Aspectos climáticos e fizeram com que o São João nordestino ganhasse uma cara própria e se destacasse, no interior, das suas zonas urbanas, visto que toda a vida que envolve o trabalho na cidade não dialoga com a ideia da terra, da fertilidade e da colheita da mesma maneira, como destaca a historiadora Magdalena Almeida. “A gente sabe que nas ruas da cidade existe um menor número de fogueiras, até porque as cidades hoje são muito mais ocupadas e verticalizadas e as pessoas que trabalham nela não possuem necessariamente a ligação com essas tradições, além de existir também um fator de preocupação climática com a queima da madeira. Mas é bem importante manter essa tradição para as pessoas brincarem ao redor, dançarem, assarem o milho”, enalteceu, refletindo ainda sobre o São João ser celebração da vida e um resgate do espírito de comunhão.  “Existe uma relação intensa do São João com a religiosidade no sentido da fé na própria vida. As festas juninas estão ligadas à juventude, portanto, com o que se começa a construir na vida, como no caso da celebração do Santo Antônio (casamenteiro), de construção social. Vejo quadrilhas como um lugar de comunhão, por isso, sobretudo nos bairros menos abastados, a gente tem essa ideia de comunidade com uma força muito grande”, completou Magdalena.

Sobre essa devoção tão característica do período, o historiador Mario Ribeiro, estudioso das manifestações juninas de Recife, explicou as origens e a força das manifestações religiosas. “Eu compreendo as festas populares como canais de estudo da formação da sociedade brasileira. Você encontra ainda muito forte no interior e nas regiões periféricas uma devoção muito intimista do devoto para com o santo, com o altar dentro de casa, com as novenas para São José a partir do início do ciclo junino, em março, com as comunidades fazendo fogueiras para São Pedro, etc. No Samba de Veio, por exemplo, formado por pretos e pretas do Massangano, em Petrolina, Santo Antônio é festejado em forma de orixá com samba e tambores sendo esquentados na fogueira. A presença da cultura afro-brasileira, como sabemos, foram satanizadas pelo estado por muito tempo, mas é essencial nessa mistura cultural”, salientou o historiador.

Guia turístico e professor de História, Fabio Correa contou sobre as origens da principal expressão na dança das festividades juninas. "A própria quadrilha, por exemplo, é de origem francesa e trazida para cá no começo do século 19 pelos portugueses com a vinda da família real.

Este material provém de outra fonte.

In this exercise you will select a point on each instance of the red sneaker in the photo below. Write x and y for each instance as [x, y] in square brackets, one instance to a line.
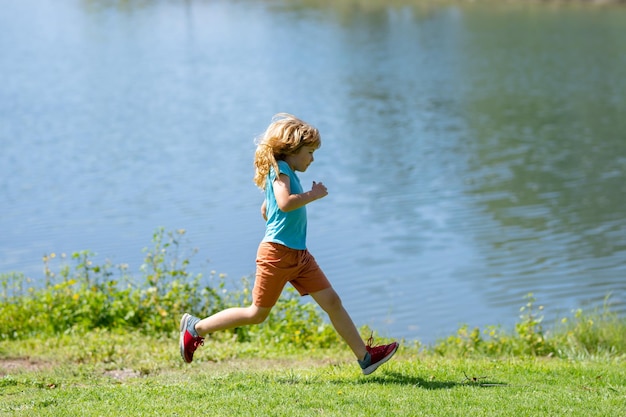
[188, 342]
[377, 355]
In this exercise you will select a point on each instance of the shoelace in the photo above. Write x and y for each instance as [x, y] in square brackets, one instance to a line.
[197, 341]
[374, 349]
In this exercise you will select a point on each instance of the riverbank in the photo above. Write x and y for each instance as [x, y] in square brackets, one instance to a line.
[132, 375]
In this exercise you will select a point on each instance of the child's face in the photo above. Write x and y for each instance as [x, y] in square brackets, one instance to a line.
[301, 160]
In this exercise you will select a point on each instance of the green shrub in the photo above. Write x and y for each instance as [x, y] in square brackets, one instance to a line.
[583, 336]
[81, 296]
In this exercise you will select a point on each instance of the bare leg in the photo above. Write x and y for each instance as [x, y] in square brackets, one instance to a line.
[330, 302]
[232, 317]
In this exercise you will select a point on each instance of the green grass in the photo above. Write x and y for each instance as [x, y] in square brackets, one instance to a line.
[105, 374]
[95, 340]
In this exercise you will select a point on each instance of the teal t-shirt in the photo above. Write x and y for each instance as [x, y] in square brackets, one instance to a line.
[286, 228]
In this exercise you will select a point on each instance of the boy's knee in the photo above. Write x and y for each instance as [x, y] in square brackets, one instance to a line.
[331, 302]
[258, 314]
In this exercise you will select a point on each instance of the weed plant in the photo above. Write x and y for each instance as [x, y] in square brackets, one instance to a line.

E dançava-se na corte, no formato original de quatro pessoas, dois casais, portanto, daí o nome. E nessa época o Brasil ainda era rural e foi se urbanizando depois, o que explica bem por que nas zonas rurais essas tradições mais esquecidas nas zonas urbanas ainda são tão fortes. O interior do Nordeste é o melhor exemplo disso”, afirmou Fabio.

“Ela funciona para o resto do atriz como uma festa que ativa a importância da região nordeste, mas é uma festa brasileira. Ela tem um sentido ritualístico porque ela atualiza esse senso de identidade nordestino, trazendo a cada ano e pautando de maneira esperada a importância das nossas origens culturais, a importância de a gente pensar nordeste como uma experiência específica de Brasil e, como consequência, algo que nos diz tanto sobre o passado quanto sobre o presente”, destacou Hugo Menezes, professor de Antropologia e Museologia da UFPE.